Nested cross validation is the gold standard because it separates tuning (inner loop) from evaluation (outer loop), so the test folds are never used to pick hyperparameters. This design prevents subtle forms of data leakage and produces a slightly lower but more honest estimate of performance for the tuned pipeline. Because the procedure is explicit about what data is “seen” during tuning vs evaluation, it is the protocol I would trust for final reporting and deployment decisions. Stratification is non negotiable whenever the target data is imbalanced or when misclassifying the minority class is costly (e.g., malignant tumors vs benign in the breast cancer dataset). Without stratification, some folds can end up with very few or even zero minority samples, which leads to inflated accuracy and unstable metrics like ROC-AUC or F1. In this lab, the breast cancer dataset generally benefited from StratifiedKFold and RepeatedStratifiedKFold, both in terms of higher mean ROC-AUC and lower variance.

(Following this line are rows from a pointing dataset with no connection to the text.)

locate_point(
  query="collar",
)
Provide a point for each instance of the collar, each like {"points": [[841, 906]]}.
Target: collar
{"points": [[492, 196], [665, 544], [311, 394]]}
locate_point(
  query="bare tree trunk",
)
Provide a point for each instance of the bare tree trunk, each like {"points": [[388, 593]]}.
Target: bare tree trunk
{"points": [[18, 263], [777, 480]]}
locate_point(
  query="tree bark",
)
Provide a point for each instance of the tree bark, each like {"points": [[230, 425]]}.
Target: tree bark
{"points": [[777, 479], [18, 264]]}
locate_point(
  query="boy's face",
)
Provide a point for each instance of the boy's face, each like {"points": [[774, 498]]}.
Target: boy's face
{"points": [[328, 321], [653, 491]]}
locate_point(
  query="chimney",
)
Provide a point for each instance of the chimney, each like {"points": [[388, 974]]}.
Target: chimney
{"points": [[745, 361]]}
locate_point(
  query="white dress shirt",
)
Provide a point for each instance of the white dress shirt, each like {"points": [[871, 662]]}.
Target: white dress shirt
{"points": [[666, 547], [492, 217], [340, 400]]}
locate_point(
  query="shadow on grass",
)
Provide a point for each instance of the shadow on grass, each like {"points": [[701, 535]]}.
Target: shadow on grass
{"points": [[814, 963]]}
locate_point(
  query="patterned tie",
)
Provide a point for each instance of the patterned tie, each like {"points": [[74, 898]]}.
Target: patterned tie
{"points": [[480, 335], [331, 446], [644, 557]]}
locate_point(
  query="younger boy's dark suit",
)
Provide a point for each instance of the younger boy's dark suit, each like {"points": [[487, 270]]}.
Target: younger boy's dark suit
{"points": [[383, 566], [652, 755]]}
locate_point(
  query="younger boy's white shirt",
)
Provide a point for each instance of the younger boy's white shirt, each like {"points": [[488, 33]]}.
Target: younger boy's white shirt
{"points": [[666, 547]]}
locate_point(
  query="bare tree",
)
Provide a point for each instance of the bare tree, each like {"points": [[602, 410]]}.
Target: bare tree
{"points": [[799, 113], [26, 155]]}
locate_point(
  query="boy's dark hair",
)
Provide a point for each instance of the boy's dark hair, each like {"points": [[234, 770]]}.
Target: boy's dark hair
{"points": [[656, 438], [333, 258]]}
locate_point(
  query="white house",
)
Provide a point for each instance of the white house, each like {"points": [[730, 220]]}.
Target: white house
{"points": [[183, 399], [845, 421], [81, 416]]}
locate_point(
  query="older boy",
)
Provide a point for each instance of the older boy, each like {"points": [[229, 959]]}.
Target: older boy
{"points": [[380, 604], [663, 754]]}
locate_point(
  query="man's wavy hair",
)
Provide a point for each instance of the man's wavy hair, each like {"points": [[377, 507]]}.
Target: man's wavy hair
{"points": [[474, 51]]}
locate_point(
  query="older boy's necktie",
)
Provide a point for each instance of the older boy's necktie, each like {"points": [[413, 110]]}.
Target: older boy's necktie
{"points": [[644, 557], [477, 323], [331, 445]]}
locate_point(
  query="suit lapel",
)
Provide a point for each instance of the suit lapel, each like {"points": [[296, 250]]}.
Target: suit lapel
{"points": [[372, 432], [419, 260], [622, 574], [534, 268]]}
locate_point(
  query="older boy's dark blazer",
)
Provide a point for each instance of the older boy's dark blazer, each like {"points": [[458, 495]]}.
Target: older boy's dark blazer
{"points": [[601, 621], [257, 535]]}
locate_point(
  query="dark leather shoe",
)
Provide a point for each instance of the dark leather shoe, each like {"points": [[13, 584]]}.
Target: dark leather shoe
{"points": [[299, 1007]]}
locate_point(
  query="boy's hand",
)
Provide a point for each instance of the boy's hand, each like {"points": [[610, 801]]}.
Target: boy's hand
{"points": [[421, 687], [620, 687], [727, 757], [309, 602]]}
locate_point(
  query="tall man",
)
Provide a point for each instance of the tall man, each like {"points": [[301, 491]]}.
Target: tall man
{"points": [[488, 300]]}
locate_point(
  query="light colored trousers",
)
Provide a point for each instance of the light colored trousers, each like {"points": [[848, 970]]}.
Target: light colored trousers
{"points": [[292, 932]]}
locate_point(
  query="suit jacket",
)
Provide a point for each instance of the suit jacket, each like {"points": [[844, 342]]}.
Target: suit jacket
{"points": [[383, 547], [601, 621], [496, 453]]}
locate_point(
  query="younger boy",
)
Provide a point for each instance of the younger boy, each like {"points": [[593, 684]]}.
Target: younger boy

Repeated CV is worth the extra compute for small datasets, where a single partition can dramatically change the model ranking. By averaging over multiple random splits, repeated CV reduces the variance of the performance estimate, making it less likely that I pick the best model purely by chance. The extra compute is justified when the dataset is small and the stakes of picking the wrong model are high. Tt is less critical for very large datasets where each fold already approximates the full distribution well. In deployment, I will not re-run CV; instead, I will use a strong CV protocol such as repeated stratified cross validation or nested cross validation during training to choose and tune a single best pipeline. I will then freeze that pipeline, including preprocessing, feature selection, and hyperparameters. I will ship only that one fixed model into production, where it receives new data and outputs predictions. In other words, cross-validation would live entirely in the training/evaluation phase, while the deployment model is the final product of that CV-based selection, not a model that continues to use data from cross validation in production.